[DockerCon 2023] Reproducible builds with BuildKit for software supply chain security

Akihiro Suda
nttlabs
Published in
5 min readOct 23, 2023

This is a recap of my talk “Reproducible builds with BuildKit for software supply chain security” at DockerCon (October 5th, 2023).

Slide 1

This was similar to my previous talk at FOSDEM in February, but the toolchain was simplified since then.

Background

Security assessment of third party Docker images has been a long challenge, due to the lack of verifiability in the software supply chain.

Images maintained by a reputable organization or an individual are often considered to be trustworthy, however, it is hard to deny a possibility that they might have silently injected malicious codes that are not present in the source repo. Also, even if they have no malicious intent, their images can be still compromised on an accidental leakage of registry credentials.

Reproducible builds reduce this concern. Reproducible builds is a technique to ensure that a bit-for-bit identical image can be reproduced from its source code, by anybody, at any time. When multiple actors can attest to an image’s reproducibility, it signifies that the image contains no code of a secret origin.

Slide 3

Are Docker Hub images actually reproducible?

Most of them are not. You can run docker build https://github.com/docker-library/... to rebuild an image on Docker Hub by yourself, and use my diffoci(diff for Open Container Initiative images) tool <https://github.com/reproducible-containers/diffoci> to see why they are not reproducible:

docker pull golang:1.21.1-alpine@sha256:96634e55b363cb93d39f78fb18aa64abc7f96d372c176660d7b8b6118939d97b

# DOCKER_BUILDKIT=0 with Docker 20.10.23 corresponds to the current Docker Hub image (Will change in the future)
export DOCKER_BUILDKIT=0
docker build -t my-golang "https://github.com/docker-library/golang.git#585c8c1e705a7a458455f0629922a4f90628ce08:1.21/alpine3.18”

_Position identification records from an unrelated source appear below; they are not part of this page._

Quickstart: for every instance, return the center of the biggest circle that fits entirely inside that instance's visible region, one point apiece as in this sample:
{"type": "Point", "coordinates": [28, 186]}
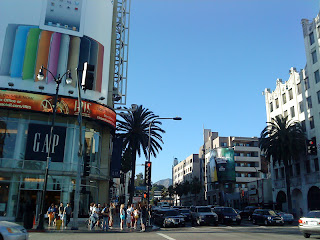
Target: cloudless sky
{"type": "Point", "coordinates": [208, 61]}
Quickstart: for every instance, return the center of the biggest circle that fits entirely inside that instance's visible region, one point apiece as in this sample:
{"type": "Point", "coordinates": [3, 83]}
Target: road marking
{"type": "Point", "coordinates": [165, 236]}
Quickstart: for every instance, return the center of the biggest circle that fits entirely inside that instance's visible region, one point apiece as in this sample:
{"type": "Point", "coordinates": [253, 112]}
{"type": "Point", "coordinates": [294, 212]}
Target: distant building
{"type": "Point", "coordinates": [299, 98]}
{"type": "Point", "coordinates": [247, 168]}
{"type": "Point", "coordinates": [184, 171]}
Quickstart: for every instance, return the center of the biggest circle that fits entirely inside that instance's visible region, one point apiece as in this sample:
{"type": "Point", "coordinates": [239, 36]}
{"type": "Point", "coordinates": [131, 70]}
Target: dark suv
{"type": "Point", "coordinates": [227, 215]}
{"type": "Point", "coordinates": [247, 212]}
{"type": "Point", "coordinates": [266, 217]}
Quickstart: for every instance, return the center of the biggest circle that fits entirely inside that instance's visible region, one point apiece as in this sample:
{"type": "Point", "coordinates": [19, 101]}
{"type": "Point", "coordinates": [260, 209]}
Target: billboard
{"type": "Point", "coordinates": [44, 103]}
{"type": "Point", "coordinates": [222, 165]}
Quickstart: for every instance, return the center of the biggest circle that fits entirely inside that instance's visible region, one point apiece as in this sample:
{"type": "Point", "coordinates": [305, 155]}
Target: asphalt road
{"type": "Point", "coordinates": [199, 233]}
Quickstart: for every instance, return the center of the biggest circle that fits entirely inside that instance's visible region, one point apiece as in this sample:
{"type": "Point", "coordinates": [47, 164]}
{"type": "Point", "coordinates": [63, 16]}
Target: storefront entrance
{"type": "Point", "coordinates": [32, 199]}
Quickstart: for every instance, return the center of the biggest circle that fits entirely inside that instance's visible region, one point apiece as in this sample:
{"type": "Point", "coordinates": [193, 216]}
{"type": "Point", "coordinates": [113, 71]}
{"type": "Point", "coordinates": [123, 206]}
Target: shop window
{"type": "Point", "coordinates": [8, 135]}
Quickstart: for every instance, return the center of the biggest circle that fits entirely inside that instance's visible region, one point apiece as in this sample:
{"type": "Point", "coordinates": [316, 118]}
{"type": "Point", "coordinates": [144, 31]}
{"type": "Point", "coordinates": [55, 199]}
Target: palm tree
{"type": "Point", "coordinates": [284, 141]}
{"type": "Point", "coordinates": [134, 129]}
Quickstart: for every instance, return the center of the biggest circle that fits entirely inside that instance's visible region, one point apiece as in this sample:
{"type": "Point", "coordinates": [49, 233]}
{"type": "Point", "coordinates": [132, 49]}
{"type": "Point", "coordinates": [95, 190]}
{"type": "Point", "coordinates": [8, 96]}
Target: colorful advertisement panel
{"type": "Point", "coordinates": [67, 106]}
{"type": "Point", "coordinates": [222, 165]}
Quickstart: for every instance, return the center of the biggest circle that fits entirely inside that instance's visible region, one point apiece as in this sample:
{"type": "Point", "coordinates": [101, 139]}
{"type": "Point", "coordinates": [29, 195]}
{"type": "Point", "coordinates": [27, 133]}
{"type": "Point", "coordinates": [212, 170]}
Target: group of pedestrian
{"type": "Point", "coordinates": [55, 214]}
{"type": "Point", "coordinates": [101, 216]}
{"type": "Point", "coordinates": [132, 215]}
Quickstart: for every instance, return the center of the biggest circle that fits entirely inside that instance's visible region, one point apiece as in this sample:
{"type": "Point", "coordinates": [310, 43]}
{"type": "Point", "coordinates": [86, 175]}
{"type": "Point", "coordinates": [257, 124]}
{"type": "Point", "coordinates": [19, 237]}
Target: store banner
{"type": "Point", "coordinates": [44, 103]}
{"type": "Point", "coordinates": [222, 165]}
{"type": "Point", "coordinates": [38, 143]}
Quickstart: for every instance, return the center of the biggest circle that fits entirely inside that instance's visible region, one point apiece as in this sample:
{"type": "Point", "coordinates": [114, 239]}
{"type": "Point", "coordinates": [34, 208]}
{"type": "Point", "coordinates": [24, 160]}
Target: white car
{"type": "Point", "coordinates": [12, 231]}
{"type": "Point", "coordinates": [310, 224]}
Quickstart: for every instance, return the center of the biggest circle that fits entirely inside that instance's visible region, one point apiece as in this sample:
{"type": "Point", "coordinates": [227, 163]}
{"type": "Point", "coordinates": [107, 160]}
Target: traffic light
{"type": "Point", "coordinates": [87, 76]}
{"type": "Point", "coordinates": [147, 173]}
{"type": "Point", "coordinates": [86, 166]}
{"type": "Point", "coordinates": [312, 146]}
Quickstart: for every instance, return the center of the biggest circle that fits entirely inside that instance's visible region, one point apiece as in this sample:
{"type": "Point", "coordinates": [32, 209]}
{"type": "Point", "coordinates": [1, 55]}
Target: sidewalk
{"type": "Point", "coordinates": [83, 228]}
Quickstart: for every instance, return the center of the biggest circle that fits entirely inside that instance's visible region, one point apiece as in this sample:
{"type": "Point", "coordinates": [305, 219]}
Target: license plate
{"type": "Point", "coordinates": [312, 223]}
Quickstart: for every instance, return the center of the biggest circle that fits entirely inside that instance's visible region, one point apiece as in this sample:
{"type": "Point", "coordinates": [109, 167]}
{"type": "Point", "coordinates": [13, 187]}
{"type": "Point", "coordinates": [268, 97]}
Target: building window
{"type": "Point", "coordinates": [309, 102]}
{"type": "Point", "coordinates": [299, 88]}
{"type": "Point", "coordinates": [290, 94]}
{"type": "Point", "coordinates": [292, 112]}
{"type": "Point", "coordinates": [303, 125]}
{"type": "Point", "coordinates": [311, 38]}
{"type": "Point", "coordinates": [307, 164]}
{"type": "Point", "coordinates": [317, 76]}
{"type": "Point", "coordinates": [301, 107]}
{"type": "Point", "coordinates": [277, 103]}
{"type": "Point", "coordinates": [284, 98]}
{"type": "Point", "coordinates": [311, 120]}
{"type": "Point", "coordinates": [316, 164]}
{"type": "Point", "coordinates": [298, 169]}
{"type": "Point", "coordinates": [314, 57]}
{"type": "Point", "coordinates": [306, 83]}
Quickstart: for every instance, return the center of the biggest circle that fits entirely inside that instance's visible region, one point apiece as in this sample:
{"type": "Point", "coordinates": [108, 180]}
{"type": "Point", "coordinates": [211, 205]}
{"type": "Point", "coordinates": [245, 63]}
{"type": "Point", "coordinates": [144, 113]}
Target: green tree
{"type": "Point", "coordinates": [134, 129]}
{"type": "Point", "coordinates": [283, 141]}
{"type": "Point", "coordinates": [195, 188]}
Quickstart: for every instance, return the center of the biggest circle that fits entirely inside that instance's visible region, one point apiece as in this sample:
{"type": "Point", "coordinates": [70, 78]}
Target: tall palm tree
{"type": "Point", "coordinates": [284, 141]}
{"type": "Point", "coordinates": [134, 129]}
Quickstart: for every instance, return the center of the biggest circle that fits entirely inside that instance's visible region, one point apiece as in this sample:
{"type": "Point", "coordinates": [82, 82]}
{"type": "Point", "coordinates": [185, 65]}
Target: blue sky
{"type": "Point", "coordinates": [208, 61]}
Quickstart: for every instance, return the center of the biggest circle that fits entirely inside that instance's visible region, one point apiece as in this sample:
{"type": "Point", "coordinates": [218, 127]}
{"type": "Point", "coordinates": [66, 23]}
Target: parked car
{"type": "Point", "coordinates": [266, 217]}
{"type": "Point", "coordinates": [185, 212]}
{"type": "Point", "coordinates": [310, 224]}
{"type": "Point", "coordinates": [203, 215]}
{"type": "Point", "coordinates": [247, 212]}
{"type": "Point", "coordinates": [287, 217]}
{"type": "Point", "coordinates": [227, 215]}
{"type": "Point", "coordinates": [168, 218]}
{"type": "Point", "coordinates": [9, 230]}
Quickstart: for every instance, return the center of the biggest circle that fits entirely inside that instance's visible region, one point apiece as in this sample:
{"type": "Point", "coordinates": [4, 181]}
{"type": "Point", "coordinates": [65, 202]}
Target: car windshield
{"type": "Point", "coordinates": [270, 212]}
{"type": "Point", "coordinates": [228, 210]}
{"type": "Point", "coordinates": [171, 213]}
{"type": "Point", "coordinates": [184, 211]}
{"type": "Point", "coordinates": [313, 215]}
{"type": "Point", "coordinates": [204, 209]}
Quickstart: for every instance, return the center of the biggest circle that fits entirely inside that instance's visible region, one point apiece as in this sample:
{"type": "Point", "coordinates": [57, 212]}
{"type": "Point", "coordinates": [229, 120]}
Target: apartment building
{"type": "Point", "coordinates": [299, 99]}
{"type": "Point", "coordinates": [247, 168]}
{"type": "Point", "coordinates": [184, 171]}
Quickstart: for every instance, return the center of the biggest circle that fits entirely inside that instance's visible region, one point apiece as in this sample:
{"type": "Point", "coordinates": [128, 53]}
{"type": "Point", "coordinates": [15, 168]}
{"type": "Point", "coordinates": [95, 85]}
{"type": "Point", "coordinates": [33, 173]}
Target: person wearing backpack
{"type": "Point", "coordinates": [105, 219]}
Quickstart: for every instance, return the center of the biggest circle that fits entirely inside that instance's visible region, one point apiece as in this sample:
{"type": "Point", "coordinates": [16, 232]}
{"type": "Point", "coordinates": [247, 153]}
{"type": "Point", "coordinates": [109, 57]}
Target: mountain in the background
{"type": "Point", "coordinates": [165, 182]}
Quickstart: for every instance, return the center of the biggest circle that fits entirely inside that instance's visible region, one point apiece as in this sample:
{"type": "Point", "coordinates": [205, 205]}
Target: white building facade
{"type": "Point", "coordinates": [299, 99]}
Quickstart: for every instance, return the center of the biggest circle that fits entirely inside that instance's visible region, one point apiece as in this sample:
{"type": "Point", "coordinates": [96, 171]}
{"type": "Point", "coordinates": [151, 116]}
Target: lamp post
{"type": "Point", "coordinates": [58, 80]}
{"type": "Point", "coordinates": [149, 150]}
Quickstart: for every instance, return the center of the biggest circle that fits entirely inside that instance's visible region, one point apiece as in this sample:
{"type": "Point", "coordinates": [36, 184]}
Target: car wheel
{"type": "Point", "coordinates": [306, 235]}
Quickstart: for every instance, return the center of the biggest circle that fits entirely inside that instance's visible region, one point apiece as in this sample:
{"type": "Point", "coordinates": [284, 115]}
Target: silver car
{"type": "Point", "coordinates": [12, 231]}
{"type": "Point", "coordinates": [310, 224]}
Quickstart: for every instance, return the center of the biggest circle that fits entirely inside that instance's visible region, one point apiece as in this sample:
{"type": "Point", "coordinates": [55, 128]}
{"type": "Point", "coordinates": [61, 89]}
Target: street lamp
{"type": "Point", "coordinates": [58, 80]}
{"type": "Point", "coordinates": [149, 149]}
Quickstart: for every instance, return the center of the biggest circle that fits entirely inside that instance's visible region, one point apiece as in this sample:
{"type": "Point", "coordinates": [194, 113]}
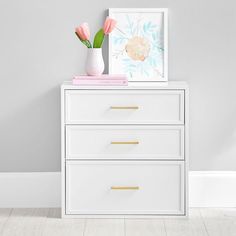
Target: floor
{"type": "Point", "coordinates": [31, 222]}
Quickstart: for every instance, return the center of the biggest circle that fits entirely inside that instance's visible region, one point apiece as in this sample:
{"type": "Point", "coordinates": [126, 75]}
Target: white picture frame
{"type": "Point", "coordinates": [147, 30]}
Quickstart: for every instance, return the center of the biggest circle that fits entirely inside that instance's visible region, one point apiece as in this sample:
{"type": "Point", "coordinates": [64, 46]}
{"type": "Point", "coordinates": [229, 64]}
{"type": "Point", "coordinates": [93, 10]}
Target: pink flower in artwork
{"type": "Point", "coordinates": [109, 25]}
{"type": "Point", "coordinates": [83, 31]}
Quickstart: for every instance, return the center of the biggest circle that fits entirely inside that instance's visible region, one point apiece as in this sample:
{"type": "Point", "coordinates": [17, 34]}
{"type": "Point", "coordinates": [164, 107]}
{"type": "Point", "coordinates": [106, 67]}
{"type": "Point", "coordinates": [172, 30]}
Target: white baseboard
{"type": "Point", "coordinates": [42, 189]}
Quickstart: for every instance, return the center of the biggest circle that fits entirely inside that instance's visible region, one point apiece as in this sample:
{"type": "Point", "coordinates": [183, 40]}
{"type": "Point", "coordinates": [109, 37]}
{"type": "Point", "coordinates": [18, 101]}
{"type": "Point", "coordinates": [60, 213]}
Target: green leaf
{"type": "Point", "coordinates": [98, 39]}
{"type": "Point", "coordinates": [85, 42]}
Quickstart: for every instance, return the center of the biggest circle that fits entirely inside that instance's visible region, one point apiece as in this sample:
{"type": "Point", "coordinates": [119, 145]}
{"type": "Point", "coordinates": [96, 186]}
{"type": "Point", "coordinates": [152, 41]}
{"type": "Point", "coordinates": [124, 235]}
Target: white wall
{"type": "Point", "coordinates": [38, 50]}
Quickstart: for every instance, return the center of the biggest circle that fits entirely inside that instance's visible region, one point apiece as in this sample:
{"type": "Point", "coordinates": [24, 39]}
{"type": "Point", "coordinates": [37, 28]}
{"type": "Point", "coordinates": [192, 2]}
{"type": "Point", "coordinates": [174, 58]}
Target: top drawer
{"type": "Point", "coordinates": [124, 107]}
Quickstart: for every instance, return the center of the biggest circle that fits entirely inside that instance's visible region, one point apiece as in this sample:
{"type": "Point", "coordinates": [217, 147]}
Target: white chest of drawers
{"type": "Point", "coordinates": [124, 150]}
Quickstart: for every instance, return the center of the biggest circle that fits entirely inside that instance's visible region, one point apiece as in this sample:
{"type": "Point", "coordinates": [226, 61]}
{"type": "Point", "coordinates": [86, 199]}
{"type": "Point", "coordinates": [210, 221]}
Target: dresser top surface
{"type": "Point", "coordinates": [130, 86]}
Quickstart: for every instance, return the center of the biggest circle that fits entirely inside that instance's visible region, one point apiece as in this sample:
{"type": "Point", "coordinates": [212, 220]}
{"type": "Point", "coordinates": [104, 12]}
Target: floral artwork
{"type": "Point", "coordinates": [136, 47]}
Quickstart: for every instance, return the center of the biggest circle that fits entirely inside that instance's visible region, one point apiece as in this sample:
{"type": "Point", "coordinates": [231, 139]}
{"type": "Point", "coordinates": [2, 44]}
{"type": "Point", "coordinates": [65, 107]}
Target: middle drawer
{"type": "Point", "coordinates": [125, 142]}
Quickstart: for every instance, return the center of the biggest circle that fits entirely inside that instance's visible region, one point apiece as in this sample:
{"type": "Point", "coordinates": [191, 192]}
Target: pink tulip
{"type": "Point", "coordinates": [109, 25]}
{"type": "Point", "coordinates": [83, 31]}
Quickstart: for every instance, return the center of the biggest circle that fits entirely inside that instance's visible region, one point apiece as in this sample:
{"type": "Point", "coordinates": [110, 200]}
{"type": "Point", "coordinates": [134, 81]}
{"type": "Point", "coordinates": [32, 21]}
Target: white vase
{"type": "Point", "coordinates": [94, 63]}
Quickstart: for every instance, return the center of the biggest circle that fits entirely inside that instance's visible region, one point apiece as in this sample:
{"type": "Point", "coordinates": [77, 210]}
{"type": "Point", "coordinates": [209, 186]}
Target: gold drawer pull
{"type": "Point", "coordinates": [124, 107]}
{"type": "Point", "coordinates": [131, 142]}
{"type": "Point", "coordinates": [124, 187]}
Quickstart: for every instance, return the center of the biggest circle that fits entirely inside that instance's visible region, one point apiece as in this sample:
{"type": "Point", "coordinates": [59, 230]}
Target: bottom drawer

go install github.com/reproducible-containers/diffoci/cmd/diffoci@latest

diffoci diff docker://golang:1.21.1-alpine docker://my-golang

The diffoci result for golang:1.21.1-alpine contains more than 14,000 lines of diffs, but most of them are just the differences of the timestamps:

$ diffoci diff docker://golang:1.21.1-alpine docker://my-golang
TYPE NAME INPUT-0 INPUT-1
Desc application/vnd.docker.distribution.manifest.v2+json b25862... 3c4eca0...
...
File etc/ssl/certs/3e45d192.0 2023-08-09 03:36:47 +0000 UTC 2023-09-21 08:35:31 +0000 UTC
...
(More than 14,000 lines)
...
File go/ 2023-09-06 18:31:40 +0000 UTC 2023-09-21 08:35:45 +0000 UTC

The --semantic flag can be used to ignore such “boring” differences:

$ diffoci --semantic diff docker://golang:1.21.1-alpine docker://my-golang
TYPE NAME INPUT-0 INPUT-1
Layer ctx:/layers-1/layer length mismatch (457 vs 454)
Layer ctx:/layers-1/layer name "usr/local/share/ca-certificates/.wh..wh..opq" only appears in input 0
Layer ctx:/layers-1/layer name "etc/ca-certificates/.wh..wh..opq" only appears in input 0
Layer ctx:/layers-1/layer name "usr/share/ca-certificates/.wh..wh..opq" only appears in input 0
File lib/apk/db/scripts.tar eef110e... e9bfe18...
Layer ctx:/layers-2/layer length mismatch (13939 vs 13938)
Layer ctx:/layers-2/layer name "usr/local/go/.wh..wh..opq" only appears in input 0
File lib/apk/db/scripts.tar 60e22bb... 67f2648...
Layer ctx:/layers-3/layer length mismatch (4 vs 3)
Layer ctx:/layers-3/layer name "go/.wh..wh..opq" only appears in input 0

The remaining differences are:

  • .wh..wh..opq (AUFS whiteouts) are missing in the local build due to the filesystem difference
  • lib/apk/db/scripts.tar differs due to the timestamp information inside itself (the --semantic flag isn’t still clever enough to ignore timestamps inside nested tar archives)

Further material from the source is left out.